Una de las grandes aspiraciones del segundo mandato de Donald Trump es, ahora sí, torcerle definitivamente el brazo a Cuba. No porque el hombre tenga una brújula ideológica —Trump carece de ellas como de pudor—, sino por el empuje constante de Marco Rubio y del siempre diligente lobby del exilio cubano en Miami, ese que lleva setenta años anunciando el “colapso final” con la fe intacta y el calendario siempre mal.
Hace apenas dos días, el The New York Times lo formuló sin rodeos ni anestesia: los numerosos exiliados cubanos que han esperado durante casi siete décadas la caída del gobierno comunista aseguran que ahora sí podría ser el momento. Pero atención a la joya retórica que sigue:
“El gobierno estadounidense ha determinado que Cuba debe ser libre antes de finales de 2026”, dijo Marcel Felipe, líder del exilio en Miami.
Uno agradece la claridad. En ese universo semántico tan particular, ser libre equivale a ser asfixiado, bombardeado o, en su defecto, invadido. El presente regional ofrece abundantes ejemplos para no dejar lugar a dudas.
El plan está en marcha y lo que ocurre hoy en la isla es de una gravedad extrema. El método que parece estar funcionando es simple, eficaz y brutal: cortar el suministro petrolero y amenazar con sanciones a cualquiera que se atreva a vender combustible a Cuba. Sin energía no hay fábricas; sin fábricas no hay producción; sin transporte no hay alimentos. Todo esto en un país que ya sufre una escasez crónica tras siete décadas de bloqueo. Libertad, versión PowerPoint.

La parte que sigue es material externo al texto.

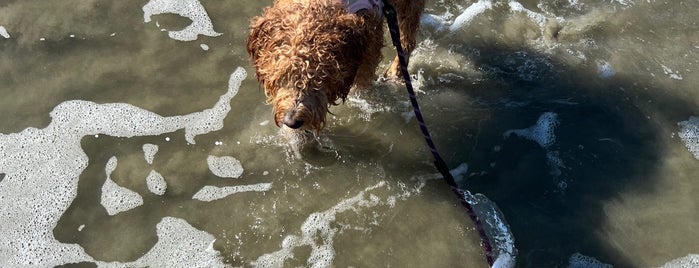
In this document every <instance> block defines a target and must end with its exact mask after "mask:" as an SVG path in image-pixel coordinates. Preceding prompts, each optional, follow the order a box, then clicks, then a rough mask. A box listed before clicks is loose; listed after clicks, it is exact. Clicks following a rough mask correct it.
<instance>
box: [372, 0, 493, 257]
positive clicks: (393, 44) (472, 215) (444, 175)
mask: <svg viewBox="0 0 699 268" xmlns="http://www.w3.org/2000/svg"><path fill="white" fill-rule="evenodd" d="M383 5H384V7H383V13H384V16H386V22H387V23H388V29H389V31H390V32H391V40H392V41H393V46H395V47H396V51H397V53H398V61H399V63H400V69H401V74H402V75H403V80H405V87H406V88H407V90H408V95H409V96H410V103H411V104H412V105H413V111H414V112H415V118H416V119H417V122H418V125H420V130H421V131H422V135H423V137H424V138H425V142H426V143H427V146H428V147H429V148H430V151H431V152H432V157H433V158H434V165H435V167H436V168H437V171H439V173H440V174H442V176H443V177H444V182H446V183H447V184H449V185H450V186H451V190H452V192H454V194H456V195H457V196H458V197H459V200H460V201H461V204H462V205H463V206H464V207H465V208H466V210H467V212H468V216H469V217H470V218H471V220H472V221H473V223H474V225H475V226H476V230H477V231H478V234H479V235H480V237H481V245H482V247H483V252H484V253H485V258H486V260H487V261H488V265H490V266H493V262H494V260H493V258H494V257H496V256H493V248H492V245H491V244H490V239H489V238H488V236H487V235H486V232H485V229H484V228H483V224H482V223H481V222H480V220H479V219H478V216H477V215H476V213H475V212H474V210H473V207H472V206H471V204H469V203H468V202H467V201H466V200H465V199H464V193H463V192H462V191H461V190H460V189H459V187H458V186H457V185H456V182H455V181H454V177H453V176H452V175H451V173H450V172H449V166H447V163H446V162H444V159H442V157H441V156H440V155H439V152H437V147H436V146H435V145H434V142H433V141H432V136H431V135H430V132H429V131H428V130H427V125H426V124H425V120H424V119H423V117H422V112H420V105H418V103H417V98H416V97H415V91H414V90H413V84H412V83H411V81H410V74H409V73H408V62H407V60H406V58H405V52H404V51H403V46H402V45H401V43H400V30H399V27H398V16H397V15H396V9H395V8H394V7H393V6H392V5H391V4H390V3H388V1H387V0H383Z"/></svg>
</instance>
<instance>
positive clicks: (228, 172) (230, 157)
mask: <svg viewBox="0 0 699 268" xmlns="http://www.w3.org/2000/svg"><path fill="white" fill-rule="evenodd" d="M206 163H207V164H208V165H209V170H211V173H214V175H216V176H219V177H221V178H233V179H237V178H240V176H241V175H243V165H242V164H241V163H240V161H238V159H235V158H234V157H232V156H220V157H219V156H213V155H210V156H209V157H207V158H206Z"/></svg>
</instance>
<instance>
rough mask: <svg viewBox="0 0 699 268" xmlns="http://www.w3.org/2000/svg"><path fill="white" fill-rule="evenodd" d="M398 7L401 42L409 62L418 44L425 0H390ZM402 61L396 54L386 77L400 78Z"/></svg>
mask: <svg viewBox="0 0 699 268" xmlns="http://www.w3.org/2000/svg"><path fill="white" fill-rule="evenodd" d="M389 2H390V3H391V4H392V5H393V6H394V7H395V8H396V15H397V16H398V28H399V30H400V42H401V45H402V46H403V51H404V52H405V60H406V62H409V59H410V53H412V52H413V49H415V45H416V38H417V29H418V27H419V26H420V16H422V12H423V10H424V9H425V1H424V0H390V1H389ZM400 72H401V71H400V62H399V61H398V57H397V56H396V57H395V59H394V60H393V63H392V64H391V66H389V67H388V69H387V70H386V72H385V73H384V77H386V78H400V77H401V73H400Z"/></svg>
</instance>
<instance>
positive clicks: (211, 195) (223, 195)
mask: <svg viewBox="0 0 699 268" xmlns="http://www.w3.org/2000/svg"><path fill="white" fill-rule="evenodd" d="M269 189H272V183H258V184H251V185H237V186H226V187H217V186H210V185H207V186H204V187H203V188H201V190H199V191H198V192H197V193H196V194H194V196H192V199H196V200H199V201H204V202H210V201H214V200H219V199H223V198H225V197H227V196H229V195H232V194H236V193H243V192H266V191H269Z"/></svg>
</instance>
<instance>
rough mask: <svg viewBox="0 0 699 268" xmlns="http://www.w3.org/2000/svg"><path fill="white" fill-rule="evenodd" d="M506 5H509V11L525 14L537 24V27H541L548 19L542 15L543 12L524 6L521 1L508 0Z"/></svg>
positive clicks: (544, 26) (545, 25) (545, 22)
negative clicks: (542, 12)
mask: <svg viewBox="0 0 699 268" xmlns="http://www.w3.org/2000/svg"><path fill="white" fill-rule="evenodd" d="M508 5H509V6H510V10H511V11H517V12H522V13H524V14H526V15H527V16H528V17H529V18H530V19H531V20H532V21H534V22H536V23H537V24H539V27H541V28H543V27H545V26H546V22H547V21H548V19H547V18H546V16H544V14H541V13H537V12H534V11H531V10H529V9H527V8H525V7H524V6H523V5H522V4H521V3H519V2H517V1H512V0H510V2H509V3H508Z"/></svg>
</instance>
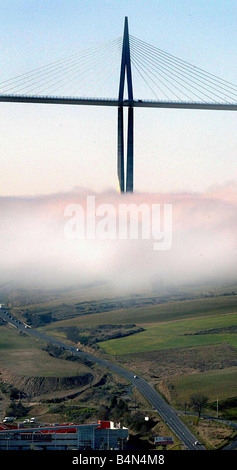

Pero no es sólo el petróleo. Según el propio New York Times, el plan incluye también estrangular las divisas: eliminar el turismo y las misiones médicas en el exterior. El resultado es inmediato y pedagógico: combustible de aviación agotado, actividades educativas canceladas, eventos suspendidos y apagones constantes. Democracia a oscuras.
Así, Cuba aparece hoy sin apoyo real y se convierte en el símbolo grotesco del nuevo orden mundial bajo la doctrina “Donroe”: estrangulamiento metódico, documentado y teatralizado, mientras el resto del mundo observa paralizado por miedo a las sanciones secundarias.
Esta ofensiva pone a prueba no solo a la isla, sino a toda la izquierda global y a los aliados históricos de Cuba. Defenderla frente a la violencia imperial no es una consigna trasnochada: es una obligación moral.